Batman is busy elsewhere in Gotham, so writing team Scott Snyder, James Tynion IV and Kyle Higgins go across town and focus on some other members of the Bat-family in “Batman Eternal” #41. Red Robin, Batgirl, Red Hood and Harper Row have the unenviable task of stopping a horde of mind-controlled children from making a bad situation far worse, and it’s a grim situation indeed as captured by artist Joe Quinones and colorist Kelsey Shannon. With several issues still left in the series, the writers continue to throw in a few surprises as well, including an unexpected development with Stephanie Brown, a.k.a. Spoiler, and the anticipated return of another character.
Quinones is a fitting artist for this issue’s story as he evokes an extra degree of creepiness from all of these mindless kids; think John Carpenter’s “Village of the Damned,” combined with a kind of “Invasion of the Bodysnatchers” vibe. Shannon plays this well, too, with an unsettlingly colorful backdrop given to the scene where they toil, which contrasts with the almost mono-chromatic hues given to the victims themselves. Quinones has a lock on the look of the Bat-players; his lines are simple and uncluttered, yet there is enough detail to ensure they are well-defined.
Quinones includes a poster-worthy illustration that spans two pages, which is not only is an attractive, dynamic shot of Red Robin and Batgirl but also one that clearly shows Red Robin’s confidence as well as Batgirl’s determination amidst her dissatisfaction with the team’s impromptu alliance. Harper is also shown, left behind, in a quiet foreshadowing of events later in the issue. There’s a pleasing dichotomy in Quinones’ art; he keeps his illustrations light by avoiding heavy shadowing, yet packs a lot of detail into the background and wherever else required that gives the pages a richly detailed look.
The tension starts off high thanks to the aforementioned creep factor, and the writers successfully build on it as the heroes work out their plan and carefully engage. During the course of the battle, a key player is revealed and, while not the biggest surprise, the identity of said character plays perfectly into the situation and makes the scene a little more horrific. The unfortunate result of the encounter amps the tension up even higher and gives a plausible reason for another long-awaited character to make an appearance.
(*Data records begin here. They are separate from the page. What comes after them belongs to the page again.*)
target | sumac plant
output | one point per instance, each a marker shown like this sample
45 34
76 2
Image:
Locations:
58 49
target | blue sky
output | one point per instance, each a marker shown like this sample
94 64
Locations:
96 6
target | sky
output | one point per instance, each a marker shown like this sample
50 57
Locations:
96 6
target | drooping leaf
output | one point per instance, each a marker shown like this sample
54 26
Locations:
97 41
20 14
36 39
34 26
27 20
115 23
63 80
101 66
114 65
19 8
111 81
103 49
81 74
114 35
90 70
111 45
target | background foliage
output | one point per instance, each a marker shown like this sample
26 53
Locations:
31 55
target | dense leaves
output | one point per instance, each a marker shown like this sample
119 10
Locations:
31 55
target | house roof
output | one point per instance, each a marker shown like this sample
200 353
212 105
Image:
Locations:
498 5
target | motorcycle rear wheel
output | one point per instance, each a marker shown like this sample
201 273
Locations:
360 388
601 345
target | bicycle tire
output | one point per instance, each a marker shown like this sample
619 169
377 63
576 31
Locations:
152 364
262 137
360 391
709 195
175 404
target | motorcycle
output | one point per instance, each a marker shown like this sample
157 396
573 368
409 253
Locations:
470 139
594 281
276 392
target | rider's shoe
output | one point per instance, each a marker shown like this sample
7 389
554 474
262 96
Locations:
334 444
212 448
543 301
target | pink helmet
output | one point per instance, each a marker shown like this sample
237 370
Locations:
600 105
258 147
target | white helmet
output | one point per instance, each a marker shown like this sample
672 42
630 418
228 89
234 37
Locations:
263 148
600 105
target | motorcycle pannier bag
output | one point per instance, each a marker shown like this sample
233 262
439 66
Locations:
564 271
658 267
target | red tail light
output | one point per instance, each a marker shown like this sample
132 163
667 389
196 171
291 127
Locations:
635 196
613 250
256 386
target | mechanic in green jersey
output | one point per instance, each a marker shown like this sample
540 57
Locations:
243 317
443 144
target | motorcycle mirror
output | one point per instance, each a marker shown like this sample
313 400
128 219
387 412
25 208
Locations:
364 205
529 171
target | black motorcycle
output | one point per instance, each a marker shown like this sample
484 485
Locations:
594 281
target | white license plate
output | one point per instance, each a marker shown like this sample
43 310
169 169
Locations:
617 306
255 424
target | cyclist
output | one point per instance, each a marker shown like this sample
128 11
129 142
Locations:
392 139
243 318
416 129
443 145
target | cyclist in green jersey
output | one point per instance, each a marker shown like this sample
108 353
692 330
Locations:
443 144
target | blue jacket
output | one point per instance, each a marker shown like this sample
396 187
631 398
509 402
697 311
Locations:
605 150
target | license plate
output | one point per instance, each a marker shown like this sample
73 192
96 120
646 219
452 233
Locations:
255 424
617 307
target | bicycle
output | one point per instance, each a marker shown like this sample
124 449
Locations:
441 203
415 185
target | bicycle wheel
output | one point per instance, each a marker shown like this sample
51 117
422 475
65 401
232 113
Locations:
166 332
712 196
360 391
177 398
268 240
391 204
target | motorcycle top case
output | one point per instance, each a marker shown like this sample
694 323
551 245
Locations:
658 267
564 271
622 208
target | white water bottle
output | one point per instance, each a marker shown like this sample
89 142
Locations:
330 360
Higgins implements a simple but effective scripting maneuver by bookending the story’s beginning and end with the same narrative voiceover. The identity of the narrator is unknown as the issue starts, although astute readers might be able to hazard a guess; it’s all made clear when the words are repeated under much different circumstances as the issue wraps up. It makes for a powerful punch at the end, and Quinones punctuates it with an impressive full page illustration of this new addition to the cast with a costume design that will look right at home with the other Bat-family members.
“Batman Eternal” #41 is one of the better recent chapters of this title, as it picks some of the series’ less utilized characters and gives them a unique dynamic by bringing them together, delivering a clean and attractive looking issue that has some emotional power.